A new report claims that despite an “impressive list of benefits, several drawbacks remain” for inhaled medicines, notably the devices used to deliver the medicines.

A Datamonitor-authored study notes that respiratory diseases like asthma and chronic obstructive pulmonary disease are mostly treated with inhaled drugs in order to relieve bronchoconstriction and target inflammation in the lungs. There are several advantages to taking the inhaled route compared to oral therapy – faster onset of action, lower drug doses and a better efficacy-to-safety ratio – and it is also painless and more convenient than injectable drugs.

However, says Datamonitor respiratory analyst Lisette Oversteegen, “one of the biggest problems relates to the inhaler device through which the drug is delivered”. She notes that since there are so many different types of inhalers available, “it can be difficult for the patient to learn and remember the correct use for each one of them”.

There are two main types – metered dose inhalers (MDIs), including pressurised MDIs (pMDIs) and breath-activated MDIs (BAIs); and dry powder inhalers (DPIs). However, among the BAIs and DPIs especially, there is a wide variation in design, “making it impossible to learn only one technique to use them correctly”, the report says.

The standard pMDI is the oldest and most often-used inhaler since it is cheap and available containing many different molecules. Nonetheless, a large proportion of patients cannot use them correctly. One of the most common problems is a failure to co-ordinate inhalation with actuation of the device, and BAIs help to overcome this.
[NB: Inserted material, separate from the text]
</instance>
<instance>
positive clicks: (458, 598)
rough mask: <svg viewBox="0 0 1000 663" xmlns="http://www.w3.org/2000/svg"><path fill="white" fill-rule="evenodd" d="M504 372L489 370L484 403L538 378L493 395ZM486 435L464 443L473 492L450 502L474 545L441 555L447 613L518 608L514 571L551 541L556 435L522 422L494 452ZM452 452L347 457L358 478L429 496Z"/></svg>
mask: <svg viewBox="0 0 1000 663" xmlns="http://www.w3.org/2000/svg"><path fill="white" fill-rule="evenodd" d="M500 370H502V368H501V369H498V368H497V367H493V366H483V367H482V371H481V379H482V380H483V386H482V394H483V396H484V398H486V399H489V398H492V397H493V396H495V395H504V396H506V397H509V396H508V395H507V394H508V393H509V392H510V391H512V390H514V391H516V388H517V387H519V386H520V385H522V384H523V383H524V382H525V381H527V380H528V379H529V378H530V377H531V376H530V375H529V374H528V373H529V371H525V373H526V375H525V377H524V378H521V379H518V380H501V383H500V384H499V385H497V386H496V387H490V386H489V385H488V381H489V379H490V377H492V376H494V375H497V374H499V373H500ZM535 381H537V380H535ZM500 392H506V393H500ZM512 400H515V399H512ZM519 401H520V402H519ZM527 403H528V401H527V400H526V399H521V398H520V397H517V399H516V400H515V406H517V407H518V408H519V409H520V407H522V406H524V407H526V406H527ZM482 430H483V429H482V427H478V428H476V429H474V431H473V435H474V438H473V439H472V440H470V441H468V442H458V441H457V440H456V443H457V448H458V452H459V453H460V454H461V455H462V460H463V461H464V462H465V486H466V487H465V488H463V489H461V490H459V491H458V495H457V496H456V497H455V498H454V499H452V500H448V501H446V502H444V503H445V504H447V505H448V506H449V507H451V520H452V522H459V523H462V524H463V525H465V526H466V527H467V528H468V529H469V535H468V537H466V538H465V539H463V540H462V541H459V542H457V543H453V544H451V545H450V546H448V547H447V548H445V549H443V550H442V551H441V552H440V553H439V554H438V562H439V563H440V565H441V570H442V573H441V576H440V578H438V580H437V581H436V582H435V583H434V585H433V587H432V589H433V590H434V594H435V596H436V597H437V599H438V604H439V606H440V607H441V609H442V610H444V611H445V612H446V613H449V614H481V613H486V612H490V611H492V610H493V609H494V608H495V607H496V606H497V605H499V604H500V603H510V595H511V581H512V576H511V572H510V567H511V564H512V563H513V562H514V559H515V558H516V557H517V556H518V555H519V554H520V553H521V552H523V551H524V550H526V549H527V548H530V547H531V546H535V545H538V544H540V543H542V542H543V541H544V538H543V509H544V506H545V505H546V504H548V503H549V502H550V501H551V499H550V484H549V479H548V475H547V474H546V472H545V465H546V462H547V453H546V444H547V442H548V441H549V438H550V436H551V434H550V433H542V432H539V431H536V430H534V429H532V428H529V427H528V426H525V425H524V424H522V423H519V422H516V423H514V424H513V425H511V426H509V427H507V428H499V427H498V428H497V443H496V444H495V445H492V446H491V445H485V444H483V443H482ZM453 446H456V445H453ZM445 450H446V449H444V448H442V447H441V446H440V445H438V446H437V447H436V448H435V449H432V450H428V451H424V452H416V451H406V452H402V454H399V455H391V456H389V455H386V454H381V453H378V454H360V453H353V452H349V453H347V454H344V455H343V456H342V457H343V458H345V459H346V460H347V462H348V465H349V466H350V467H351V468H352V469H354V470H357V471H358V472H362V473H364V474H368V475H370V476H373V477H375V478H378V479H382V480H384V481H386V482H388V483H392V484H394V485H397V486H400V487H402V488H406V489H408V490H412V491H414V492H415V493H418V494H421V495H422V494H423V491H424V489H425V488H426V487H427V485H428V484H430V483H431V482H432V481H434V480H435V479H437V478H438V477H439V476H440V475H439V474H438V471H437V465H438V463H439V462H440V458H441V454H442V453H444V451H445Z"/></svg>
However, the major drawback of BAIs is that there are only a few drugs available in these devices due to the high cost involved in developing them, Ms Oversteegen says.

She also notes that while the inhalation technique for pMDIs is generally the same, the wide variety of DPIs available means that instructions can be very different. “Furthermore, to ensure that most of the drug emitted from a dry powder inhaler reaches the lungs, it is necessary for the patient to inhale deep and fast enough. A number of asthma and COPD patients are unable to do so, especially the elderly, children and people with severe airflow limitation”, the analyst notes.

The ultimate goal is to have a range of molecules delivered in the same type of device, thus minimalising errors in inhalation technique, Ms Oversteegen says. “This would also lead to increased convenience for the patient, as only one technique needs to be learnt and remembered.

She concludes by saying that some companies do market one type of inhaler device with different molecules across drug classes, covering all the needs of a standard asthma patient. However, “these are all generic molecules and the newer treatments are not available in the same range, leaving many asthma and COPD patients struggling”.